Last Modified October 19, 2015
This secluded little village remains unspoilt and the parish itself is largely unchanged since Saxon times when the majority of the land was owned by the Abbots of Westminster Abbey.
Aldenham is mentioned in the Domesday Book and is one of the Hertsmere's 14 conservation areas. After the Reformation the lands were sold off to the highest bidders and Aldenham is probably smaller today than it was 500 years ago.
The Church of St John the Baptist in Aldenham is 700 years old and there is good reason to believe that an earlier Saxon church stood on the site. Complete rebuilding took place around 1250 and substantial portions of this structure can still be seen. The 14th century saw the building of the south aisle followed some 100 years later by the north aisle, with the splendid painted oak ceiling of the nave finished just a few years later.
The interior of the church boasts some interesting features, notably monuments to two ladies of the Crowmer family who lie peacefully in the costume of the 14th century and the reclining figures of John Coghill and his wife who died within a few weeks of each other in 1714.
In 1940 enemy action damaged stained glass and removed the 'Hertfordshire Spike' - the spire on the top of the tower. Restoration work was completed in 1951.
Close to the church stand a number of buildings of historical interest. The earliest of these is Aldenham Social Club - a late medieval hall house dating from around 1500.
To the west of the churchyard stands Church Farm House (16th - 18th century) and to the east the old vicarage (now two dwellings), a fine example of early 18th century red brick architecture.
North of Aldenham stands Wall Hall, situated amid woodland extending to the River Colne. Built in Gothic style at the beginning of the 19th century around an ancient farmhouse, it was bought by the American financier J. Piermont Morgan Jr. in 1912 as a holiday residence. In the Second World War it formed a temporary home for the US Ambassador Joseph Kennedy, father of the late President John Kennedy.
Aldenham School, founded in 1597, is an independent school for boys and girls from two to 18 years. Haberdashers' Aske's School is situated in Aldenham House.
Aldenham Reservoir is an outstanding feature of the area. It was built by the Grand Union Canal Company to assist and regulate water levels in the River Colne. The reservoir is becoming popular for activities such as sailing, windsurfing and fishing.
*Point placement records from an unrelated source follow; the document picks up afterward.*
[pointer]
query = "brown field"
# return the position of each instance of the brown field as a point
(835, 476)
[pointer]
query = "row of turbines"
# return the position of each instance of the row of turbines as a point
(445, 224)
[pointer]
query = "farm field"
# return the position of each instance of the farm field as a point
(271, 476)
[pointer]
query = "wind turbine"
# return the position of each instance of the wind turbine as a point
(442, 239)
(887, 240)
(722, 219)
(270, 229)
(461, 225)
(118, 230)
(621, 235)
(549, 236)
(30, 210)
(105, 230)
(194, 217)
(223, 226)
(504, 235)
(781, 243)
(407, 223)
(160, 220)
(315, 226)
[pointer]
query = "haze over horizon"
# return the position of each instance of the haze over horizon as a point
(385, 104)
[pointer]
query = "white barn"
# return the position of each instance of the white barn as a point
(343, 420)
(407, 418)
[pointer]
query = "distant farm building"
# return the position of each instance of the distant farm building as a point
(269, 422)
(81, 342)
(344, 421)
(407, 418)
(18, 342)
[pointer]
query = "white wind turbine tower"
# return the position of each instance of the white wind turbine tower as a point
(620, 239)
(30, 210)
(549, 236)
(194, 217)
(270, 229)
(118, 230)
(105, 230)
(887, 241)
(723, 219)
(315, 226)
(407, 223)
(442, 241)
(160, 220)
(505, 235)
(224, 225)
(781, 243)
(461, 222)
People can also enjoy the facilities at Aldenham Country Park, pictured below, which offers the opportunity for country walks and picnics.
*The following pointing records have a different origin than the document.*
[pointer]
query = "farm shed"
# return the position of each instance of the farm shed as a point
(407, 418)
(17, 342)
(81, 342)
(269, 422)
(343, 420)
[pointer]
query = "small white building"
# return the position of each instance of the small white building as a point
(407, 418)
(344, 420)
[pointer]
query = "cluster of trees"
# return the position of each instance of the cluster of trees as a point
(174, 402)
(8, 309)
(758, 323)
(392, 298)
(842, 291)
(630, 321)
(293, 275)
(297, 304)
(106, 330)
East of Aldenham village is Round Bush, a hamlet where three roads meet at a welcoming public house. On Hilfield Lane, Patchetts Green is an attractive hamlet of several historic houses including the Three Compasses public house, Little Patchetts Green Farm and Patchetts Farm.
Further south is the appealing village of Letchmore Heath, right, most of which is a conservation area. The village possesses some interesting timber frame houses. Jasmine Cottage and the Three Horseshoes public house are late medieval, the Old Rest and Apple Tree Cottage are 16th century and the Old Bakery is 17th century.
Bhaktivedanta Manor, formerly Piggotts Manor, is now occupied by the International Society for Krishna Consciousness. It is a neo-Tudor building, pictured left, which dates from around 1884. The house was bought more than 20 years ago by former Beatle George Harrison. He gave it to the Krishna movement and today it is used as a college for those wishing to study the movement's philosophy.